Schindler cottage in Wilmette heading north
Architectural historians say plans for this studio guest house at 1320 Isabella St. in Wilmette bear the signatures of Prairie School pioneer Frank Lloyd Wright and his one-time assistant, the modernist architect Rudolph Schindler. | Rob Dicker~Sun-Times
Do you agree with the owner's decision to move the cottage?
On the move
WHAT: 1920 cottage designed by Rudolph Schindler, while he worked for Frank Lloyd Wright.
WHERE: To Wauconda.
IMPORTANT: Because cottage may be last Schindler-designed building in Chicago area.
Updated: June 11, 2012 8:23AM
An Oak Brook contractor with a passion for Prairie School architecture has come to the rescue of the tiny Schindler-Wright cottage once targeted for demolition on Wilmette’s Isabella Avenue.
Joe Catrambone said Friday he plans to dismantle the building, now at 1320 Isabella St., and take all of its original components to his Wauconda lakefront property. He hopes it will serve not only as a family cottage, but also as a destination for other architecture enthusiasts who want to spend time there.
Preliminary staging for the operation should go up next week, Catrambone said; work will include turning off utilities and removing non-original building sections.

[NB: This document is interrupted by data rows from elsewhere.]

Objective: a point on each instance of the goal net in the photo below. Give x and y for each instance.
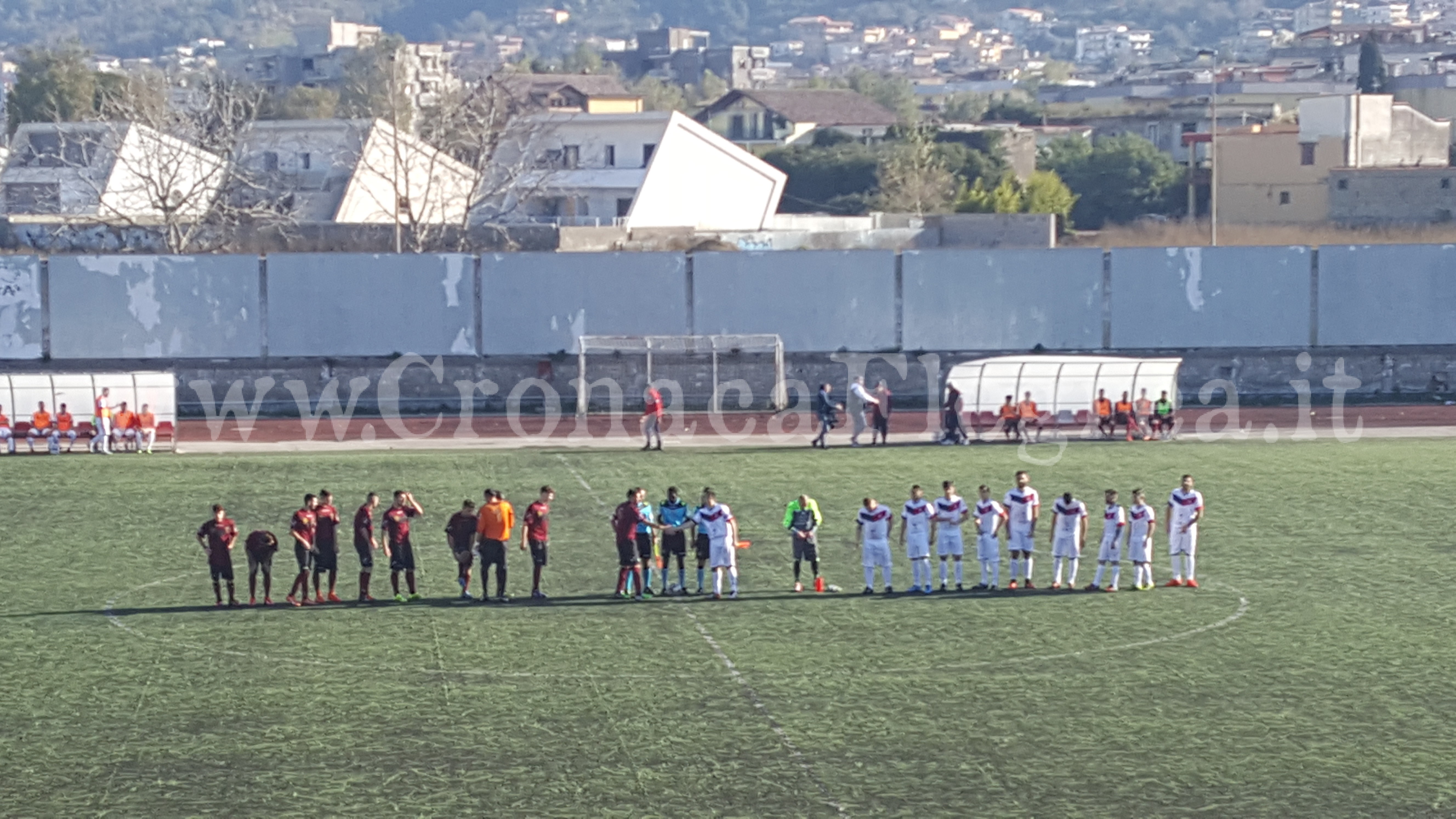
(698, 366)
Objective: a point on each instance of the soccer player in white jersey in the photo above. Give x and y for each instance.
(1184, 514)
(1023, 508)
(1069, 531)
(1110, 553)
(989, 519)
(717, 521)
(915, 537)
(1141, 521)
(950, 512)
(876, 524)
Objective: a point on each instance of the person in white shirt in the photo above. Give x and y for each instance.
(1184, 514)
(1069, 531)
(1110, 553)
(860, 399)
(876, 524)
(915, 537)
(989, 519)
(1141, 521)
(950, 512)
(1023, 508)
(717, 521)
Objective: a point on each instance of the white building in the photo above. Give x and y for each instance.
(1116, 44)
(107, 173)
(653, 170)
(354, 171)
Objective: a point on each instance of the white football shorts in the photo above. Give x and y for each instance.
(721, 554)
(1021, 541)
(1183, 543)
(1111, 550)
(876, 553)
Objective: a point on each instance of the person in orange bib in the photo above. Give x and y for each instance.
(121, 428)
(101, 417)
(146, 429)
(40, 426)
(5, 432)
(1008, 416)
(1123, 416)
(66, 428)
(1030, 417)
(1103, 409)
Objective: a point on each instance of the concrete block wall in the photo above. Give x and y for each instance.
(357, 305)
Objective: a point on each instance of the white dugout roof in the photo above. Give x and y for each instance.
(19, 393)
(1060, 382)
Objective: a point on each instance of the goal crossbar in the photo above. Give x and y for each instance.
(649, 346)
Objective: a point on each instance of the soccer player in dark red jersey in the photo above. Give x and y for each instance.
(325, 547)
(625, 522)
(261, 546)
(303, 528)
(461, 534)
(365, 544)
(397, 543)
(216, 537)
(535, 535)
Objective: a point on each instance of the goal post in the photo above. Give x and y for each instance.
(681, 346)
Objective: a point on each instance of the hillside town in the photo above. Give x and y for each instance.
(835, 135)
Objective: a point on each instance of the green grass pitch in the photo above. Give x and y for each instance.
(1331, 696)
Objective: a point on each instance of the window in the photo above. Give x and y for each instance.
(33, 197)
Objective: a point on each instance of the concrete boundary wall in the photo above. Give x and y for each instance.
(528, 304)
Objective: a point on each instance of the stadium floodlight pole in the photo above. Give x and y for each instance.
(1213, 146)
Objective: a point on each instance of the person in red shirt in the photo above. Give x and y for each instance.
(302, 530)
(325, 547)
(653, 419)
(365, 544)
(216, 537)
(261, 546)
(397, 543)
(535, 535)
(625, 522)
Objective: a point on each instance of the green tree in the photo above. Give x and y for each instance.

He hopes to have the cottage moved and reconstructed in time for it to be used in 2013.
Catrambone said he intends to raise the $80,000 he estimates is needed to complete the project by selling shares in a company formed for that purpose.
Meanwhile, developer George Hausen, who owns both the 1320 and neighboring 1318 Isabella lots, has put the larger John Van Bergen-designed two-story home at 1318 Isabella St. up for sale. The house is now on the market for $599,000, he said Friday, at least for the next few months.
Lisa DiChiera, advocacy director for Landmarks Illinois, said Friday that her group will work with Hausen to try to find a buyer for the main house.
“It’s really a Prairie-style masterpiece, but it does need the right buyer, who appreciates that style and who really understands that this house is unique. It’s livable right now, so changes would just have to be cosmetic,” she said, adding that a buyer could win a property tax assessment freeze benefit if he or she allowed the building to gain municipal landmark status.
Catrambone praised Hausen, and officials of the Frank Lloyd Wright Conservancy, for making the cottage relocation possible.
“I want to commend him. George is a developer. His business is building new houses. For him to do this is a big deal,” he said.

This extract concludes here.